The upper division comprised the parishes detached (or nearly so) from the main
body of the hundred: Alderton with Dixton, part of Ashton under Hill, part of Bourtonon-the-Hill, Clifford Chambers, Lower Lemington, Prescott, Shenington, Stanway, and
Great Washbourne. The history of Ashton under Hill is reserved for the volume covering
Tibblestone hundred, in which the rest of that parish lay, and the history of Shenington
is reserved for treatment in Oxfordshire, in which county Shenington has been since
1844.
Partly because they are scattered over a wide area, these parishes afford a variety of
characteristics. The landscape extends from the flat land of the vale in which Great
Washbourne lies, up the steep escarpment of the Cotswolds, which presents itself boldly
in Prescott and Stanway, to the uplands of Bourton-on-the-Hill (draining into both
Avon and Thames) and the gentler reverse slopes on which Lower Lemington lies.
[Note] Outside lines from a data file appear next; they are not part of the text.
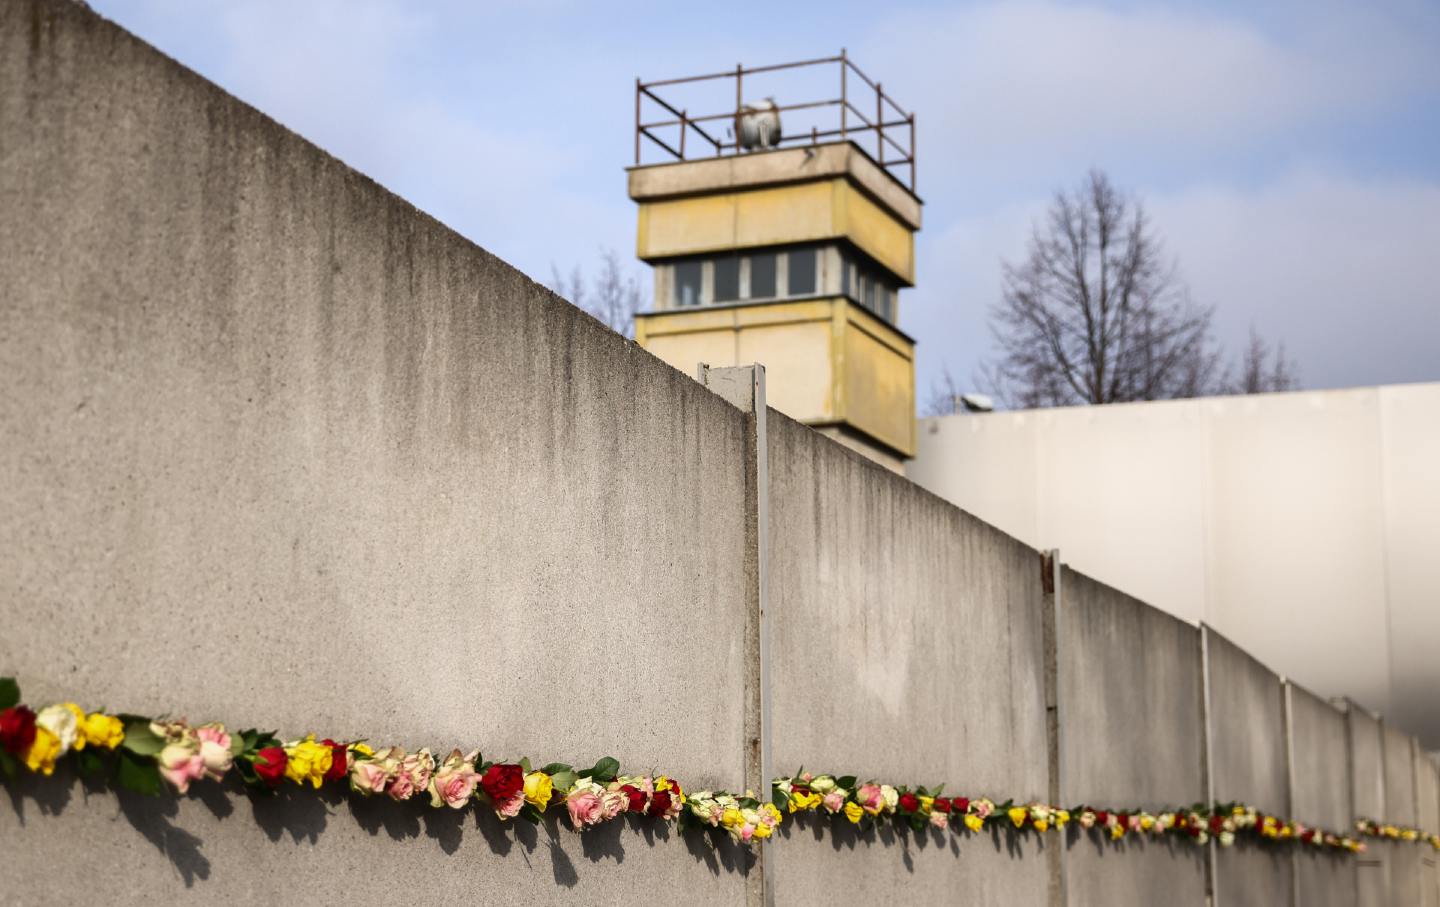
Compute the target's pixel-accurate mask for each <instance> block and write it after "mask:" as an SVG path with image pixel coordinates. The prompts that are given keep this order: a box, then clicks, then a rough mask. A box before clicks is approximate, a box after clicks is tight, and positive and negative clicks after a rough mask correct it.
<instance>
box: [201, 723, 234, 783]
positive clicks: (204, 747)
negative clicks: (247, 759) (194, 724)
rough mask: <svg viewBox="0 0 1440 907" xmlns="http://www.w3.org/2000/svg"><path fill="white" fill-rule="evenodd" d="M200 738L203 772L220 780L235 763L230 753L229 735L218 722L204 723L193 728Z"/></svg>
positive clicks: (216, 779)
mask: <svg viewBox="0 0 1440 907" xmlns="http://www.w3.org/2000/svg"><path fill="white" fill-rule="evenodd" d="M194 736H196V737H197V739H199V740H200V760H202V762H203V763H204V773H206V775H207V776H210V779H213V780H220V779H222V777H223V776H225V773H226V772H229V770H230V766H232V764H233V763H235V754H233V753H230V736H229V734H228V733H225V727H223V726H220V724H206V726H203V727H197V728H196V730H194Z"/></svg>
In
size the parishes range from Stanway, at c. 3,000 a. among the largest in the north-east
quarter of the county, to Great Washbourne (638 a.) and Prescott (430 a.), two of the four
smallest. There is similar variety in the patterns of settlement and ownership; there are
nucleated villages both large (for example, Bourton-on-the-Hill) and small (the three
hamlets of Stanway), and also scattered settlements (Prescott); some parishes were
wholly within single manors (Lower Lemington, Great Washbourne), while others
contained a number of distinct estates (Alderton and, after the Dissolution, Prescott).
The whole of the upper division of the hundred is rural in character, and notwithstanding
the growing influence of Cheltenham and Stratford-upon-Avon at its two ends it remained in 1962 primarily agricultural, retaining in varying degrees a seclusion that in the
upland parts was as undisturbed as anywhere in the county.